Full dawn revealed an ongoing downfall of snow, steady, soft, wet. Unlike snows in the depth of winter, which are delicate and dry, this stuff built up slowly and steadily, no end in sight. The roads were barren of traffic except for one mother pulling her two bundled children on a sled down the middle of the street. The neighbor boy’s igloo, which at nearly eight feet high had almost collapsed in Monday’s warmth, was hidden beneath the clean, pristine, new snow. No one was yet shoveling the sidewalks, the accumulation too steady to be able to make a dent in it.
A meeting was cancelled, my colleague in Denver not daring to make the drive west. Meanwhile my car is stuck in our garage, the alley too deep to venture. I’ll be able to drive out today or tomorrow but driving back up the slightly-steep rutted way and make the sharp almost ninety-degree angle into the driveway will be a challenge. Yet I can’t park on the street until the snow melts–our road is not on the “list” for the city to clear unless an emergency. I’ll walk instead to downtown appointments today.

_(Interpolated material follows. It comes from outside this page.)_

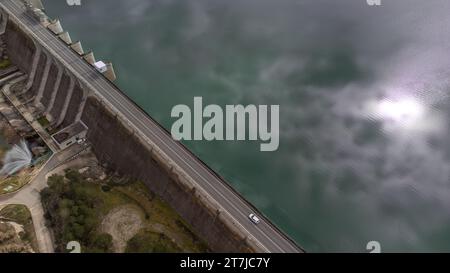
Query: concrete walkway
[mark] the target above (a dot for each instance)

The deep snow is a conundrum: the undeniable magic; the unexpected depth in now-spring; the photo opportunities; the silence of the community, most of us cocooned in our houses, not able or desirous of being outside, contrasts with the damage, delays and inconveniences: stores and offices closed; airports shut down and passengers delayed; branches of trees broken, falling on cars, blocking streams, pulling down power lines; the homeless cold and wet. Yet, still, nature is in charge denying us the freedom to come and go as we think we should be able to do.
The weather gurus tell us the snowfall was a record 16.4 inches in Boulder but it was not a blizzard–even though at times I couldn’t see beyond my hedge while the wind blew snow on trees and buildings heavily to the ground, near-misses as I walked around the neighborhood surveying the scene. Tell people with snow to shovel, buried cars to find, precious trees in shatters, no power to warm their houses or cook their meals that yesterday’s snow event was not a blizzard. “A dry, driving snow with high winds and intense cold” is one definition. We didn’t have intense cold (that will come during the next few days), and the winds were not as high as we’ve experienced the past several weeks with wind gusts and blusters up to 70-80 miles per hour. But still, “March Blizzard” has a certain ring to it, an adage of the childhood poem, “March roars in like a lion and goes out like a lamb.” This year it may be reversed, the lion hiding in waiting until spring arrived.
Wednesday night’s waning full moon streamed light into my bedroom window, the snow’s reflection amplifying its brightness. And now this–sunshine on snow, magic yet again!